How other countries are responding
Based on the impact of COVID-19 on GDP growth, the ILO estimates state a rise in global unemployment. This is between 5.3 million (“low” scenario) and 24.7 million (“high” scenario) from a base level of 188 million in 2019. Canada has about 60 thousand temporary foreign workers in the fields. They come from across the border and the country is facing a problem of work being incomplete.
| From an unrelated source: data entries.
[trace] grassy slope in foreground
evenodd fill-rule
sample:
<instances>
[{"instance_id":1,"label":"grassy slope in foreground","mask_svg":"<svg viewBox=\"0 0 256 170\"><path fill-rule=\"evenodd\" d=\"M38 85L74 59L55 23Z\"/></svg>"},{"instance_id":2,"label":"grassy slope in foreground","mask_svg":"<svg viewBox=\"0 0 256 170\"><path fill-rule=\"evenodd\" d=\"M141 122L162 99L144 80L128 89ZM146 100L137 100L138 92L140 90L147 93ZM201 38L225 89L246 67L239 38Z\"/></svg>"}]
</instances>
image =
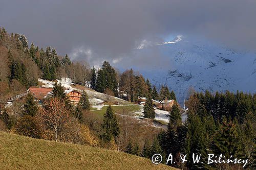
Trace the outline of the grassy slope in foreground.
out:
<instances>
[{"instance_id":1,"label":"grassy slope in foreground","mask_svg":"<svg viewBox=\"0 0 256 170\"><path fill-rule=\"evenodd\" d=\"M174 169L124 153L0 132L0 169Z\"/></svg>"}]
</instances>

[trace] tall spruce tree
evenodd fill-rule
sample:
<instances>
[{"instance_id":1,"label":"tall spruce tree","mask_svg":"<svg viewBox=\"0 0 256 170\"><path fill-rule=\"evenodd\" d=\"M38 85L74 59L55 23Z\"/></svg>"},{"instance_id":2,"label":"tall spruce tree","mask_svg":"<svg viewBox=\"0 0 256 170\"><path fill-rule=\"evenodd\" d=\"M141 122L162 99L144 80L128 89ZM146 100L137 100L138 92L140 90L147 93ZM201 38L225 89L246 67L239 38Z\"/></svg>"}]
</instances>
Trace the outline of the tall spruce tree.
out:
<instances>
[{"instance_id":1,"label":"tall spruce tree","mask_svg":"<svg viewBox=\"0 0 256 170\"><path fill-rule=\"evenodd\" d=\"M154 108L152 99L150 94L148 94L146 100L143 108L144 117L153 119L156 116L156 112Z\"/></svg>"},{"instance_id":2,"label":"tall spruce tree","mask_svg":"<svg viewBox=\"0 0 256 170\"><path fill-rule=\"evenodd\" d=\"M174 100L175 101L176 101L176 96L173 90L172 90L170 93L170 99Z\"/></svg>"},{"instance_id":3,"label":"tall spruce tree","mask_svg":"<svg viewBox=\"0 0 256 170\"><path fill-rule=\"evenodd\" d=\"M59 99L61 102L65 103L65 106L68 110L71 110L73 106L70 103L70 100L65 93L65 90L61 86L60 82L59 83L55 82L54 87L52 90L52 97Z\"/></svg>"},{"instance_id":4,"label":"tall spruce tree","mask_svg":"<svg viewBox=\"0 0 256 170\"><path fill-rule=\"evenodd\" d=\"M181 116L180 114L180 107L176 103L175 103L169 115L169 123L171 129L177 129L181 125Z\"/></svg>"},{"instance_id":5,"label":"tall spruce tree","mask_svg":"<svg viewBox=\"0 0 256 170\"><path fill-rule=\"evenodd\" d=\"M89 111L91 108L90 102L88 99L88 95L85 90L83 90L79 102L79 105L81 106L82 109L84 111Z\"/></svg>"},{"instance_id":6,"label":"tall spruce tree","mask_svg":"<svg viewBox=\"0 0 256 170\"><path fill-rule=\"evenodd\" d=\"M95 87L96 87L97 75L96 75L96 70L95 70L95 68L94 68L94 66L93 66L93 68L91 70L91 72L92 74L92 78L91 79L91 83L90 83L91 84L91 88L93 90L95 90Z\"/></svg>"},{"instance_id":7,"label":"tall spruce tree","mask_svg":"<svg viewBox=\"0 0 256 170\"><path fill-rule=\"evenodd\" d=\"M193 154L200 155L201 159L206 157L206 151L208 148L207 140L205 139L206 130L203 123L197 113L190 113L188 114L187 135L186 140L186 151L187 154L187 167L189 169L199 169L206 167L205 163L193 162Z\"/></svg>"},{"instance_id":8,"label":"tall spruce tree","mask_svg":"<svg viewBox=\"0 0 256 170\"><path fill-rule=\"evenodd\" d=\"M216 155L222 154L227 158L231 155L236 158L243 156L244 147L236 124L228 121L224 117L218 132L214 136L211 148Z\"/></svg>"},{"instance_id":9,"label":"tall spruce tree","mask_svg":"<svg viewBox=\"0 0 256 170\"><path fill-rule=\"evenodd\" d=\"M140 155L140 147L139 145L139 144L136 142L133 147L133 149L132 150L132 154L139 156Z\"/></svg>"},{"instance_id":10,"label":"tall spruce tree","mask_svg":"<svg viewBox=\"0 0 256 170\"><path fill-rule=\"evenodd\" d=\"M99 69L98 71L98 76L95 84L95 90L97 91L103 93L105 90L105 74L102 69Z\"/></svg>"},{"instance_id":11,"label":"tall spruce tree","mask_svg":"<svg viewBox=\"0 0 256 170\"><path fill-rule=\"evenodd\" d=\"M103 92L105 89L109 88L114 92L115 95L118 95L118 85L116 79L116 73L107 61L103 63L101 69L98 71L98 77L96 84L96 90Z\"/></svg>"},{"instance_id":12,"label":"tall spruce tree","mask_svg":"<svg viewBox=\"0 0 256 170\"><path fill-rule=\"evenodd\" d=\"M141 151L140 156L146 158L150 158L151 156L151 148L150 145L148 140L146 139Z\"/></svg>"},{"instance_id":13,"label":"tall spruce tree","mask_svg":"<svg viewBox=\"0 0 256 170\"><path fill-rule=\"evenodd\" d=\"M101 125L103 133L101 138L105 142L116 140L119 135L120 128L118 122L111 107L109 106L103 114L103 123Z\"/></svg>"},{"instance_id":14,"label":"tall spruce tree","mask_svg":"<svg viewBox=\"0 0 256 170\"><path fill-rule=\"evenodd\" d=\"M158 99L158 93L156 86L154 86L153 90L152 90L152 99L154 100Z\"/></svg>"},{"instance_id":15,"label":"tall spruce tree","mask_svg":"<svg viewBox=\"0 0 256 170\"><path fill-rule=\"evenodd\" d=\"M133 151L133 143L132 143L132 140L129 139L128 143L125 147L125 150L124 152L129 154L132 154Z\"/></svg>"},{"instance_id":16,"label":"tall spruce tree","mask_svg":"<svg viewBox=\"0 0 256 170\"><path fill-rule=\"evenodd\" d=\"M31 93L29 93L27 95L25 103L24 105L23 115L34 116L36 114L38 111L38 106L36 102L34 101L34 96Z\"/></svg>"},{"instance_id":17,"label":"tall spruce tree","mask_svg":"<svg viewBox=\"0 0 256 170\"><path fill-rule=\"evenodd\" d=\"M150 80L148 79L146 80L146 84L147 87L148 94L152 96L152 87L151 87L151 83L150 83Z\"/></svg>"}]
</instances>

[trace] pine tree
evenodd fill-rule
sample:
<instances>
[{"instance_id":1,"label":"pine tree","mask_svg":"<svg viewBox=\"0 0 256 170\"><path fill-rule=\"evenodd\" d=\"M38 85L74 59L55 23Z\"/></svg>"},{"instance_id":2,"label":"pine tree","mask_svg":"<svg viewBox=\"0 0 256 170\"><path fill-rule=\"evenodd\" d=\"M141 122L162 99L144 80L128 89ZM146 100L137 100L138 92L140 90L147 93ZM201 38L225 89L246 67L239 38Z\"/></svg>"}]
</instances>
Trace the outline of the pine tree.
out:
<instances>
[{"instance_id":1,"label":"pine tree","mask_svg":"<svg viewBox=\"0 0 256 170\"><path fill-rule=\"evenodd\" d=\"M24 35L20 35L19 37L19 40L21 41L23 47L24 48L27 48L29 47L29 43L27 38Z\"/></svg>"},{"instance_id":2,"label":"pine tree","mask_svg":"<svg viewBox=\"0 0 256 170\"><path fill-rule=\"evenodd\" d=\"M146 80L146 84L147 86L147 90L149 95L152 95L152 88L151 87L151 83L150 83L150 80L148 79Z\"/></svg>"},{"instance_id":3,"label":"pine tree","mask_svg":"<svg viewBox=\"0 0 256 170\"><path fill-rule=\"evenodd\" d=\"M155 108L154 108L153 103L150 94L148 95L146 99L143 110L144 117L153 119L156 116Z\"/></svg>"},{"instance_id":4,"label":"pine tree","mask_svg":"<svg viewBox=\"0 0 256 170\"><path fill-rule=\"evenodd\" d=\"M162 149L160 141L157 137L155 138L153 140L153 143L152 143L152 146L151 147L151 153L150 155L150 157L151 157L154 154L159 154L162 155L163 161L164 161L165 160L165 153Z\"/></svg>"},{"instance_id":5,"label":"pine tree","mask_svg":"<svg viewBox=\"0 0 256 170\"><path fill-rule=\"evenodd\" d=\"M42 78L44 79L51 80L51 75L48 64L46 64L42 69Z\"/></svg>"},{"instance_id":6,"label":"pine tree","mask_svg":"<svg viewBox=\"0 0 256 170\"><path fill-rule=\"evenodd\" d=\"M129 154L132 154L133 151L133 144L132 143L132 141L129 139L128 143L125 147L125 150L124 152Z\"/></svg>"},{"instance_id":7,"label":"pine tree","mask_svg":"<svg viewBox=\"0 0 256 170\"><path fill-rule=\"evenodd\" d=\"M49 69L50 78L49 80L56 80L56 67L54 64L52 64Z\"/></svg>"},{"instance_id":8,"label":"pine tree","mask_svg":"<svg viewBox=\"0 0 256 170\"><path fill-rule=\"evenodd\" d=\"M37 111L37 104L36 102L34 101L34 96L31 93L29 93L26 97L23 114L23 115L34 116L36 114Z\"/></svg>"},{"instance_id":9,"label":"pine tree","mask_svg":"<svg viewBox=\"0 0 256 170\"><path fill-rule=\"evenodd\" d=\"M135 143L135 144L133 147L132 154L137 156L140 155L140 147L139 146L139 144L137 142Z\"/></svg>"},{"instance_id":10,"label":"pine tree","mask_svg":"<svg viewBox=\"0 0 256 170\"><path fill-rule=\"evenodd\" d=\"M193 154L199 155L201 158L206 157L207 146L205 138L206 133L203 123L196 113L189 112L188 117L187 135L186 139L186 152L187 154L187 167L189 169L205 168L204 163L194 163Z\"/></svg>"},{"instance_id":11,"label":"pine tree","mask_svg":"<svg viewBox=\"0 0 256 170\"><path fill-rule=\"evenodd\" d=\"M114 92L115 96L117 96L118 88L115 69L108 62L104 61L101 69L98 71L96 90L97 91L103 92L105 89L109 88Z\"/></svg>"},{"instance_id":12,"label":"pine tree","mask_svg":"<svg viewBox=\"0 0 256 170\"><path fill-rule=\"evenodd\" d=\"M105 82L105 75L103 70L100 69L98 71L98 76L96 83L95 90L97 91L103 93L105 90L106 85Z\"/></svg>"},{"instance_id":13,"label":"pine tree","mask_svg":"<svg viewBox=\"0 0 256 170\"><path fill-rule=\"evenodd\" d=\"M169 115L169 124L172 129L177 129L181 125L181 116L180 114L180 108L178 104L175 103Z\"/></svg>"},{"instance_id":14,"label":"pine tree","mask_svg":"<svg viewBox=\"0 0 256 170\"><path fill-rule=\"evenodd\" d=\"M80 101L79 102L79 105L83 110L89 111L90 109L91 105L88 99L87 93L85 90L82 91L81 98L80 99Z\"/></svg>"},{"instance_id":15,"label":"pine tree","mask_svg":"<svg viewBox=\"0 0 256 170\"><path fill-rule=\"evenodd\" d=\"M115 140L119 135L118 122L110 105L108 107L106 112L104 113L101 126L103 132L101 137L103 141L109 142L112 139Z\"/></svg>"},{"instance_id":16,"label":"pine tree","mask_svg":"<svg viewBox=\"0 0 256 170\"><path fill-rule=\"evenodd\" d=\"M152 91L152 99L156 100L157 99L158 99L158 93L157 93L156 86L154 86L153 90Z\"/></svg>"},{"instance_id":17,"label":"pine tree","mask_svg":"<svg viewBox=\"0 0 256 170\"><path fill-rule=\"evenodd\" d=\"M146 158L149 158L152 156L151 155L151 148L148 140L146 140L145 143L144 144L143 148L142 148L140 156Z\"/></svg>"},{"instance_id":18,"label":"pine tree","mask_svg":"<svg viewBox=\"0 0 256 170\"><path fill-rule=\"evenodd\" d=\"M92 89L95 90L96 87L97 75L94 66L93 66L93 68L91 70L91 72L92 74L92 79L91 79L91 88Z\"/></svg>"},{"instance_id":19,"label":"pine tree","mask_svg":"<svg viewBox=\"0 0 256 170\"><path fill-rule=\"evenodd\" d=\"M162 86L161 87L160 94L159 94L159 100L170 100L170 94L169 91L169 89L168 87Z\"/></svg>"},{"instance_id":20,"label":"pine tree","mask_svg":"<svg viewBox=\"0 0 256 170\"><path fill-rule=\"evenodd\" d=\"M68 110L72 110L73 106L70 103L70 100L65 93L65 90L61 86L60 82L58 84L57 82L54 84L54 87L53 87L52 92L52 97L58 98L61 102L65 103L65 106Z\"/></svg>"},{"instance_id":21,"label":"pine tree","mask_svg":"<svg viewBox=\"0 0 256 170\"><path fill-rule=\"evenodd\" d=\"M71 65L71 61L70 61L70 59L69 59L67 54L66 54L65 56L65 57L62 59L62 60L61 61L61 64L63 66L67 66L67 65Z\"/></svg>"},{"instance_id":22,"label":"pine tree","mask_svg":"<svg viewBox=\"0 0 256 170\"><path fill-rule=\"evenodd\" d=\"M54 87L52 90L52 96L60 99L62 101L66 100L68 98L65 93L65 90L61 86L60 82L59 84L55 82Z\"/></svg>"},{"instance_id":23,"label":"pine tree","mask_svg":"<svg viewBox=\"0 0 256 170\"><path fill-rule=\"evenodd\" d=\"M173 90L172 90L170 93L170 99L174 100L175 101L176 101L176 96Z\"/></svg>"},{"instance_id":24,"label":"pine tree","mask_svg":"<svg viewBox=\"0 0 256 170\"><path fill-rule=\"evenodd\" d=\"M77 118L80 123L82 121L83 117L82 108L79 105L78 105L76 107L75 111L74 112L74 116Z\"/></svg>"},{"instance_id":25,"label":"pine tree","mask_svg":"<svg viewBox=\"0 0 256 170\"><path fill-rule=\"evenodd\" d=\"M9 130L11 129L12 125L9 114L6 110L4 110L2 114L0 114L0 118L5 123L5 127Z\"/></svg>"},{"instance_id":26,"label":"pine tree","mask_svg":"<svg viewBox=\"0 0 256 170\"><path fill-rule=\"evenodd\" d=\"M226 157L233 155L234 157L239 158L243 156L243 148L237 125L224 118L213 138L211 149L214 153L216 155L222 154Z\"/></svg>"}]
</instances>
Thereby, the farmers fear loosing their crops due to unavailability of these labourers. To curb this issue currently, the government is allowing the workers to travel across the border. But there are delays as people are not preferring to leave their respective country. Spain, UK, Vietnam are facing the same problem of immigrant labourers as of Canada.
The problem in India is with interstate migrants so the solution is different. And the management is also not the same. The solution that the other countries have applied consists of million dollar packages. For example, Vietnam is giving 70 dollars per month for three months to the workers who were on unpaid leave. The most promising solution was by U.K, where the state in collaboration with the industries is paying 80% of the employee’s wage.
The virus was unforeseeable. The vaccine will take time as the virus does not have the same structure across the countries. Currently it has 14 different structures confirmed. The lockdown was necessary to stop the spread of the virus. But it brought all the economic activities to a halt forcing the labourers to move to their states. Every country is facing the same problem of managing the labourers to continue the economic activities.
Coming out with packages proportionate of their GDP is a good step. But suspension of labour laws is completely unconstitutional. The Indian Government should collaborate with the industries to provide them work and giving them the wages. As it is already stated by WHO we have to live with the virus. The government should consider the future impact of their decisions. Suspension of labour laws is not a good solution to this as there is a huge amount of them.
One state cannot provide them with everything to free their movement. The other states should accept them otherwise people will die from hunger. In conclusion, all states and the centre should work to nullify the effect of this virus. They should follow the U.K Government’s plan to curb this issue.